The door opened and Lila came out. She sat down next to him and whispered, “I had shy bladder at first, but then it was okay. I looked at the other samples when I sat mine on the testing table. It was the color of the rest. No darker or lighter. I even smelled a few.”
“Yuck,” Eddie said.
“I'd drink them all if it would do any good,” Lila said.
Eddie held her hand. “So we'll know for sure in a few minutes?”
“Yep,” she said. “I keep wondering if one of these suckers might have a bomb.” She deliberately eyed each face in the waiting room. “Do you think any look like born-again Christians?”
Eddie said, “We can leave if you want.”
“No, we can't,” Lila said. “Don't be stupid.”
“You can change your mind,” he said.
“Please,” Lila said.
A different nurse came out and called Lila's name. She got up and followed the nurse, who closed the door behind them.

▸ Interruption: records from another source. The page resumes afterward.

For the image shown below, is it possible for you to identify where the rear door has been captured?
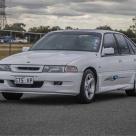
[99,33,133,92]
[115,34,136,85]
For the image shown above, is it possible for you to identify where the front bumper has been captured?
[0,72,83,95]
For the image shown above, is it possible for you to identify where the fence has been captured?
[0,30,136,59]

His mother had described to him her light-headed dreams of an oval with a creature rolling and changing like a kaleidoscope inside. But, Eddie thought, there was also something desperate and horrible about a red mucousy thing attaching itself to your innards. Lila hadn't said this exactly, but she had mentioned the weirdness of a creature stealing your food and lounging on your organs as if they were throw pillows. But then he himself had been one of these big-headed little gargoyles. Eddie didn't know what to think. For a moment he thought of himself caught in Lila's body, struggling to grow an arm, then a palm, and finally each thin finger flicking out strong as switchblades.

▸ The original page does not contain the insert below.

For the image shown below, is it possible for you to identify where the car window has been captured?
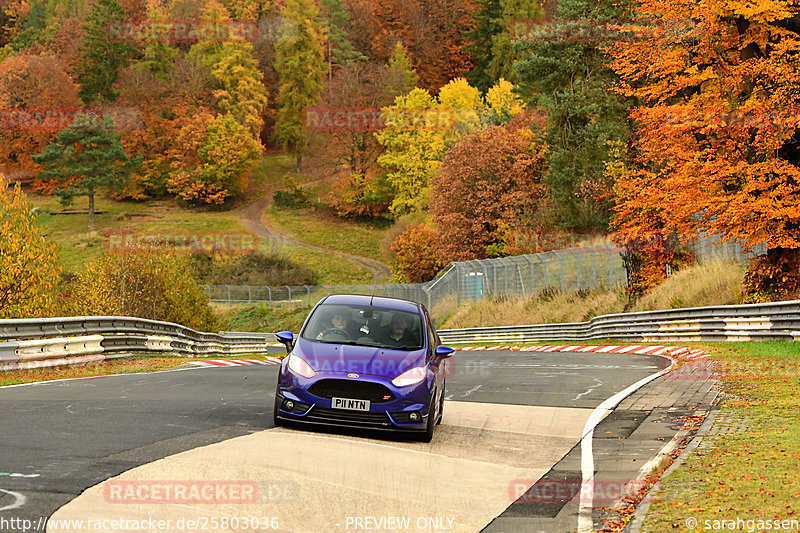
[300,304,429,350]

Eddie tightened his calf muscles and squeezed his fingers around the arms of the chair as if he were on a roller coaster. It bothered him that he couldn't remember how may wins he had had by pin. He saw each match: the gym, the lights, and himself, inching an opponent's shoulders every second closer to the mat. He stood as he heard a hand rest on the door. Somehow he suddenly knew that it would not happen, that for once luck was on his side.
In the motel, Lila fed quarters into the little box on the night-stand. As the mattress shook, she lay back near the trembling bucket of chicken between them. Eddie ate a thigh and watched television. The bones hit his teeth.
In the room, all dark except for the jump and glow of the screen, Lila said, “So this is the fabulous MTV.”
“Admit you like it,” Eddie said. “It's impossible not to.”
“Tonight,” Lila said, picking white meat off the bone with her fingers, “I could tell you I liked anything.”
Eddie searched the bucket for another thigh. “Should I try to get beer again?”
“No,” Lila yelled above the hum of the mattress. She sat up, then stood on the bed and started jumping. Eddie, distracted from his guitar hero on the screen, watched her slap her palms on the ceiling.
He stood and jumped slowly, more carefully than Lila. The chicken spilled onto the bed and bounced. He flicked it off with his toes. “Watch this one,” he said, jumping and dancing to a new-wave song on the TV.